Millions of Americans take prescription medications to treat their diseases and improve their health. It’s easy to assume that the medication your doctor prescribes for you has been approved for your particular ailment. But sometimes, doctors prescribe medications that have not been approved for your ailment, a practice referred to as off-label medications. Which begs the question – is off-label medication safe?
The FDA approval process.
The FDA approves medications based on clinical data and other information provided by the drug manufacturer. In order to win approval, the drug company has to demonstrate that the drug is safe and effective for its intended uses.
By the way, you should know that “safe” doesn’t mean no side effects. Rather, FDA approval indicates that after careful evaluation, they determined the benefits of a medication for a particular use outweigh the potential risks. In other words, the FDA feels there is strong scientific data supporting the use of the drug for its intended purpose.
Additionally, the FDA approves drug labeling for each medication that provides healthcare providers with important information about how to safely and effectively use each medication. Information on the labels includes:
- The specific diseases and conditions for which the FDA approves the drug.
- How to use the medication to treat patients with those specific diseases and conditions.
- The risks of the drug.
- Information that healthcare providers should discuss with patients before they use the medication.
Using off-label medications.
It’s legal and scary. But, after the FDA approves a medication for its intended use, doctors can prescribe the drug for any other disease or ailment. Furthermore, doctors can prescribe a medication in different dosages and/or to other age groups than those approved by the FDA.

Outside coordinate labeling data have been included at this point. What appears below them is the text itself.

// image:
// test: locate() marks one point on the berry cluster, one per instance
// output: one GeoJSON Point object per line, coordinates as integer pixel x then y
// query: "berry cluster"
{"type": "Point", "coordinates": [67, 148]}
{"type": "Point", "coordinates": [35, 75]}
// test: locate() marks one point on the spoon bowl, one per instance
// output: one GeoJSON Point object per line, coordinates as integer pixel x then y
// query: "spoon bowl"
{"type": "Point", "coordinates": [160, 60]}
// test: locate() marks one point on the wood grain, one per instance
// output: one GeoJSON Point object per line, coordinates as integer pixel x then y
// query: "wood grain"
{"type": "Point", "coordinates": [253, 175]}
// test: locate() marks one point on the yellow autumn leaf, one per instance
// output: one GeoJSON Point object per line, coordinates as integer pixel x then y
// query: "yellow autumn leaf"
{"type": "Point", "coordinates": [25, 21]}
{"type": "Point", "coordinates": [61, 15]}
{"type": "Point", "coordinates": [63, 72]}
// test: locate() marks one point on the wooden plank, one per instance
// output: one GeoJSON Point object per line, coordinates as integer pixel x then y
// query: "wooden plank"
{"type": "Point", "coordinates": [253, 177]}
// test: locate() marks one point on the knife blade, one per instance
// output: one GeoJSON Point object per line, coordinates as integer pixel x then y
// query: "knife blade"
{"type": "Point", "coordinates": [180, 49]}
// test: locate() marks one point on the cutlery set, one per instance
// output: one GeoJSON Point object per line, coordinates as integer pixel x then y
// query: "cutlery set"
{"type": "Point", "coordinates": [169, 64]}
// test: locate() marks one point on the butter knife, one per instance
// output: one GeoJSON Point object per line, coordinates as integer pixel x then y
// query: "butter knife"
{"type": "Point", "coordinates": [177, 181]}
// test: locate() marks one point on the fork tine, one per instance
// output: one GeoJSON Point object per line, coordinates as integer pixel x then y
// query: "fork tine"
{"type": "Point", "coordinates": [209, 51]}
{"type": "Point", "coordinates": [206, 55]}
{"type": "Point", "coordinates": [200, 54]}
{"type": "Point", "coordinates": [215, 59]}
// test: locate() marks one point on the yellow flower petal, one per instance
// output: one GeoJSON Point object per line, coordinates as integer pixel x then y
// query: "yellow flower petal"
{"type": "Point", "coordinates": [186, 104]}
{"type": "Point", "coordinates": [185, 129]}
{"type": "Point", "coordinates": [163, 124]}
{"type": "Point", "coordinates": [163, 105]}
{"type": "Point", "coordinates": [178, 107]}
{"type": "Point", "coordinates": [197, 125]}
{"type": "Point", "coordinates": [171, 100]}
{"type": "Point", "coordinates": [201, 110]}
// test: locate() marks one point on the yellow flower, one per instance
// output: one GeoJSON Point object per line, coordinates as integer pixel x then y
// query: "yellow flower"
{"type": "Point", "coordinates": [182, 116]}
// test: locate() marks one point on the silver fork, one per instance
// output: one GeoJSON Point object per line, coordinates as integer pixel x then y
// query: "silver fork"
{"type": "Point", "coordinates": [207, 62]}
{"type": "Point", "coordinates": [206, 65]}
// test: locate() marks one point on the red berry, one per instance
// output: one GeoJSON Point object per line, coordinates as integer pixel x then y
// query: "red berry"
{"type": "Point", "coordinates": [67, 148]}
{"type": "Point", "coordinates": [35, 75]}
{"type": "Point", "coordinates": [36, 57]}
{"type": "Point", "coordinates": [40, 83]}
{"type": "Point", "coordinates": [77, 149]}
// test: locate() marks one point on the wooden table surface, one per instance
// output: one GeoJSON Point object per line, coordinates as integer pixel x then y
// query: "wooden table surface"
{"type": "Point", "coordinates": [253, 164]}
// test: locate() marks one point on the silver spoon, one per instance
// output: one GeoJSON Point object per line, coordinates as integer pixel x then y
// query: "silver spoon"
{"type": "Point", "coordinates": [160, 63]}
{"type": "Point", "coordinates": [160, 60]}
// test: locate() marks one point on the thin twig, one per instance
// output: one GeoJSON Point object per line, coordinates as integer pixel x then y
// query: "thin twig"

Doctors decide how and when to use any medication. Importantly, your doctor doesn’t have to tell you he/she is recommending a medication outside of FDA guidelines.
Why do doctors prescribe off-label medications?
Doctors may prescribe off-label medications when they think it’s medically appropriate for their patients. Usually this practice occurs when:
- Patients have a disease or medical condition for which there is no approved medication.
- Doctors have tried all approved treatments without seeing any benefits.
How do doctors decide if an off-label medication could help their patients?
There are several ways in which doctors determine that a medication might help patients with ailments other than the FDA approved purpose, including:
- Some doctors thoroughly understand the science of pharmacology, helping them determine which medications to use off-label.
- Doctors notice unexpected effects of a medication and realize it could help other patients.
- Doctors learn about off-label uses by talking to colleagues, listening to patients, attending medical conferences and reading medical journals.
What types of patients are likely to receive off-label medications?
There are several categories of patients for which doctors are more likely to prescribe off-label medications. Since there are limited clinical trials for patients under 18 or over 65, doctors often prescribe off-label medications for pediatric and geriatric patients.
Additionally, end-stage cancer patients with few options often try riskier, off-label drugs. And, mental health patients frequently try off-label drugs because there is a lack of official treatments for many mental health disorders. Finally, the thousands of rare diseases which have few, if any, FDA approved options often lead to the use of off-label drugs.
How common is off-label use?
Research conducted in 2001 estimated that in the US, 21% of prescriptions written in outpatient offices were for off-label uses. Unfortunately, there is little research on this topic, which should concern us all due to the risks involved.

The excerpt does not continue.